現世。校舎裏のベンチで、2年生徒会副会長・御影悠人が、ノートを広げながらため息をついていた。


「透くん、ちょっとだけ、相談いい?」


「なにかあった?」


「最近さ、“御影なら大丈夫”って言われることが多くてさ。それって信頼なんだろうけど、なんか……俺、本当に“兄さんの代わり”になれてるのかなって。」


「代わり?」


「兄がいたんだ。すごく優秀で、部活も成績も生徒会も完璧で……でも高校入る前に亡くなった。俺が家を継いで、周りも“二代目”って空気で。でも、俺自身はずっと……兄には敵わないと思ってる。」


俺の中に、あの夢の情景が蘇る。


――“前に出るな”と言われて、それでも戦うことを望んでいた弟。


そして今、誰かの信頼に怯えている悠人の姿と、重なって見えた。




数日後。
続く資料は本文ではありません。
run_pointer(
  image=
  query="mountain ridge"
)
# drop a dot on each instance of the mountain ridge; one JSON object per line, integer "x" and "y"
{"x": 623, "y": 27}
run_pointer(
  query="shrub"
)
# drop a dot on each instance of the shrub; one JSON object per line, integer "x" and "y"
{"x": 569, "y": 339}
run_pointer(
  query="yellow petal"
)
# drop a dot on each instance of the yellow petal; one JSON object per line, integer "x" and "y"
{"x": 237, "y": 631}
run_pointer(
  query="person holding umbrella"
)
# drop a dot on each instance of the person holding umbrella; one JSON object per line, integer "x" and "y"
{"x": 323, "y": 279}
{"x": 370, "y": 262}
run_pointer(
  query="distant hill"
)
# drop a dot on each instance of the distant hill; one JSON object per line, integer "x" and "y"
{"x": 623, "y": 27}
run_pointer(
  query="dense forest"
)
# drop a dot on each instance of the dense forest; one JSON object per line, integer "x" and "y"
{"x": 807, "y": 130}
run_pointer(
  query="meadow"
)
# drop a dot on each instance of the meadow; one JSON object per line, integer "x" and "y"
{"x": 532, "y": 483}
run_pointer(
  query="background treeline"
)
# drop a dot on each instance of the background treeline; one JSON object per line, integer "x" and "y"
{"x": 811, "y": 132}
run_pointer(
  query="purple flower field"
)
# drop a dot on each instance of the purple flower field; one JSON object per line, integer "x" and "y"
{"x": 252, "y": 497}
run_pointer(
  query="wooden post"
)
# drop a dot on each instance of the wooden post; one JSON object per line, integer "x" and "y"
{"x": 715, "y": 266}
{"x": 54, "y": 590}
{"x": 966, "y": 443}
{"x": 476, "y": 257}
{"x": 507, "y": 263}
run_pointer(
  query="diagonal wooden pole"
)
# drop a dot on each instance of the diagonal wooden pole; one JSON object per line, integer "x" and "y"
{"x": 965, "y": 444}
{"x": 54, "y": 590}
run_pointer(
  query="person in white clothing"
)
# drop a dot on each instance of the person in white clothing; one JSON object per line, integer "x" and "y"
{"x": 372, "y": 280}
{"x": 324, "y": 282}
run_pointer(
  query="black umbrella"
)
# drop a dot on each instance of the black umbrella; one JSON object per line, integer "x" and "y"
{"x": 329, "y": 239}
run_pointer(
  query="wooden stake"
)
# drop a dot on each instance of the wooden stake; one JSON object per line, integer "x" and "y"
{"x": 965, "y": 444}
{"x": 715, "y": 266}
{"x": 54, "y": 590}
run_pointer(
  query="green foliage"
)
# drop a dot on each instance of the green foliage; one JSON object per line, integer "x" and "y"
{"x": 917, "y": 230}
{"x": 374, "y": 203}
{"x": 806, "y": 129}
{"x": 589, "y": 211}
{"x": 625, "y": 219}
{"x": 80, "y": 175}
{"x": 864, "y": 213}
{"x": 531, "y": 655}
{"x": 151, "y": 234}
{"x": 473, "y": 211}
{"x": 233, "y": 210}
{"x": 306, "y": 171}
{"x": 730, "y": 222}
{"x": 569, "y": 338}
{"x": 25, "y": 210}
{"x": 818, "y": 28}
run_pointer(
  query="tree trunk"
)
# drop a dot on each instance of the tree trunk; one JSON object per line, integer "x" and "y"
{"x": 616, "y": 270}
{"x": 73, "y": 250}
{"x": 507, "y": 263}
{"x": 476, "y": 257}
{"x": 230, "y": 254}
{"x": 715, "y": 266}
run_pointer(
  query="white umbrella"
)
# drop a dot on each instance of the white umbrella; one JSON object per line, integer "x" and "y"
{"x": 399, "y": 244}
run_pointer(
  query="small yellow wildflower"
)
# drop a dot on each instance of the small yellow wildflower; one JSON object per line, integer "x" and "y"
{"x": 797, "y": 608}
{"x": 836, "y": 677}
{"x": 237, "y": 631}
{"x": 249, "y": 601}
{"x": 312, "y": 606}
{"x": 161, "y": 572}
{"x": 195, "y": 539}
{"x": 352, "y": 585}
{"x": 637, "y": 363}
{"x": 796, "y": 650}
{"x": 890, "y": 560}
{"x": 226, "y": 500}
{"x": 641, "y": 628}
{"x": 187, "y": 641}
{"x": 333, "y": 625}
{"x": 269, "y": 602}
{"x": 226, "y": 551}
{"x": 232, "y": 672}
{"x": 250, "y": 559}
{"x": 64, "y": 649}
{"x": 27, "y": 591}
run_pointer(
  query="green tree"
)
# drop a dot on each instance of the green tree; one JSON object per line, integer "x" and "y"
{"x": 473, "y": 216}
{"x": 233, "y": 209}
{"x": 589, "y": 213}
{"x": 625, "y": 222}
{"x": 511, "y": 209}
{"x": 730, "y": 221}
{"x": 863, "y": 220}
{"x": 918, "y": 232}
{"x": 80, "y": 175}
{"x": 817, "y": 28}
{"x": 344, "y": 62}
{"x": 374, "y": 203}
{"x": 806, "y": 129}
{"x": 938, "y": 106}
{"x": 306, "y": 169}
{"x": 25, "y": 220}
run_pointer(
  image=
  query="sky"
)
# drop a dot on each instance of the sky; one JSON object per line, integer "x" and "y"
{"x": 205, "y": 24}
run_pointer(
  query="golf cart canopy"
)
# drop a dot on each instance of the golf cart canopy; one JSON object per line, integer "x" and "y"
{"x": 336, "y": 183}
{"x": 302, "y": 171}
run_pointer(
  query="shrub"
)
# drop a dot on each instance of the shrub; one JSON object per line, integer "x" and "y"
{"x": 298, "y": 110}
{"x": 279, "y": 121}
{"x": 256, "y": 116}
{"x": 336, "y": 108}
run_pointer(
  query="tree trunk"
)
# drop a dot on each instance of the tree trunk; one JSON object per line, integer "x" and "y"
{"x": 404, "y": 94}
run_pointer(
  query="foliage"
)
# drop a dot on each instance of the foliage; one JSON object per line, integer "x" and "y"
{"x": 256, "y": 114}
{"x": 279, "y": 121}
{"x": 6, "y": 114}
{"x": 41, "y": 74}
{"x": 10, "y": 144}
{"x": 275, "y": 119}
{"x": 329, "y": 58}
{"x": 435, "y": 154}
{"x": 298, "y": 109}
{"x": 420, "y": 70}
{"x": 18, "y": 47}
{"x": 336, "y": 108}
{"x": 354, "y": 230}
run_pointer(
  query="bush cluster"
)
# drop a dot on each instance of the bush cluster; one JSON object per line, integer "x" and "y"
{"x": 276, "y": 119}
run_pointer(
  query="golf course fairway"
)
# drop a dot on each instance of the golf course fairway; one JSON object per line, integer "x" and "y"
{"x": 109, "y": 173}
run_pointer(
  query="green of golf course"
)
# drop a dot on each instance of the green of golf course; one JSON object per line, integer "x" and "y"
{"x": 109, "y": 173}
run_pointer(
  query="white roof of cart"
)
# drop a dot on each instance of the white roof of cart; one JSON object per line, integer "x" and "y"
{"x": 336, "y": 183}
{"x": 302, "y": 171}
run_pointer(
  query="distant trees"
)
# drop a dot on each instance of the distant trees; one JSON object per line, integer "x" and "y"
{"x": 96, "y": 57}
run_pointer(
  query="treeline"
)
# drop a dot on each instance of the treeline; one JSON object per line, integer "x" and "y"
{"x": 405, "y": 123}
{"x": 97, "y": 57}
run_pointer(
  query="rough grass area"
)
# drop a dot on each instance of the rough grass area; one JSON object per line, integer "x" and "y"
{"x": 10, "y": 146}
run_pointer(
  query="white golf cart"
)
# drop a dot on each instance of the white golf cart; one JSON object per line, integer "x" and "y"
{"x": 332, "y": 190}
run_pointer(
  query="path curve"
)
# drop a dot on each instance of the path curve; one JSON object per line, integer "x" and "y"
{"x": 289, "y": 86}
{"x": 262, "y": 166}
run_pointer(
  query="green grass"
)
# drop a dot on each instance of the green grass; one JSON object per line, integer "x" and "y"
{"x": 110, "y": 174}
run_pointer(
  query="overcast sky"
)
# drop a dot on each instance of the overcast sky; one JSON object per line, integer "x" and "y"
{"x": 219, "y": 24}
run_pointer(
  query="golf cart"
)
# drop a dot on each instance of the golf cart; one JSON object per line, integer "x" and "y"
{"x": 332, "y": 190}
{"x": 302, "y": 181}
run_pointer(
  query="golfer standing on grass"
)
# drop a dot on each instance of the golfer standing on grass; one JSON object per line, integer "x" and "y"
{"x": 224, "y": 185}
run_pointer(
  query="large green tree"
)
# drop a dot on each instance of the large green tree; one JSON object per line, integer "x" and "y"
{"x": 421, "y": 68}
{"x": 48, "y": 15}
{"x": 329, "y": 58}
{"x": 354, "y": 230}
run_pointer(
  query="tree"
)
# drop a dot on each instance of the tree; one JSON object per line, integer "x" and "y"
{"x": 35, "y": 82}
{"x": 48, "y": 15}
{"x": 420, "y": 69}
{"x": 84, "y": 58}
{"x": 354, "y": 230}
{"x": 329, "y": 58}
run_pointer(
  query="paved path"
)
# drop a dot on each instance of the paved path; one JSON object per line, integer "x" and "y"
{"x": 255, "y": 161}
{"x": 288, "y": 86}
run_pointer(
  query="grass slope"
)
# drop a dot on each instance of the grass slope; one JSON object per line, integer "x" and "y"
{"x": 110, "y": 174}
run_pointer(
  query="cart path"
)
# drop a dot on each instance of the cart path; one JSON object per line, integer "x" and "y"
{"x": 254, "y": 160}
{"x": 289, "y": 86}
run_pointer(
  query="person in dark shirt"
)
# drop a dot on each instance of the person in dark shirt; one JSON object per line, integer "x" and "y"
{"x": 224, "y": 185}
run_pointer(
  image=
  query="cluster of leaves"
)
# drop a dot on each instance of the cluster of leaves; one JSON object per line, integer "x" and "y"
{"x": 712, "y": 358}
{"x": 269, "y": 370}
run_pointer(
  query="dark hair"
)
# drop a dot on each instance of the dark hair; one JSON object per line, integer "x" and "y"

文化祭の会場設営中にトラブルが起きた。


模擬店の配置を巡って、1年生と3年生の間で揉め事が発生。

動線も塞がれ、準備が完全に滞ってしまった。


「どうするんだよこれ、明日までに直せんのかよ」


「でも3年の伝統だし、今さら動線変えるなんて――」


ピリピリとした空気の中で、悠人が静かに手を挙げた。


「一度、全部“失敗”として見直そう。先輩たちには申し訳ないけど、今年は“動線逆転”でいく」


「前例を壊すってこと?」


「そう。でもこのまま続けるより、今年の全体を守る方が優先だ。兄さんなら、前例を守ったかもしれない。でも俺は、“今”を守る方を選ぶ。」


迷いはなかった。


その言葉で空気が変わり、やがて皆が動き出した。


放課後、俺は悠人に声をかけた。


「今日の判断、君にしかできなかったと思う。」


「兄さんなら……俺のやり方、どう思ったかな。」


「きっと、“悠人らしい”って言うよ。兄の背中を目標にするのもいい。でも、越えるってのは“違う場所に立つこと”でもある。」


悠人は静かに笑った。


「……そうか。やっと分かった気がするよ。“任された”って、こういうことだったんだな。」


加瀬透、高校生。


今日は、兄という影の中で揺れていた誰かの背中が、“信頼”という名の光に変わるのを見届けた。


そしてその背中はもう、誰かの“代わり”じゃなく、誰かを“導く”存在になっていた。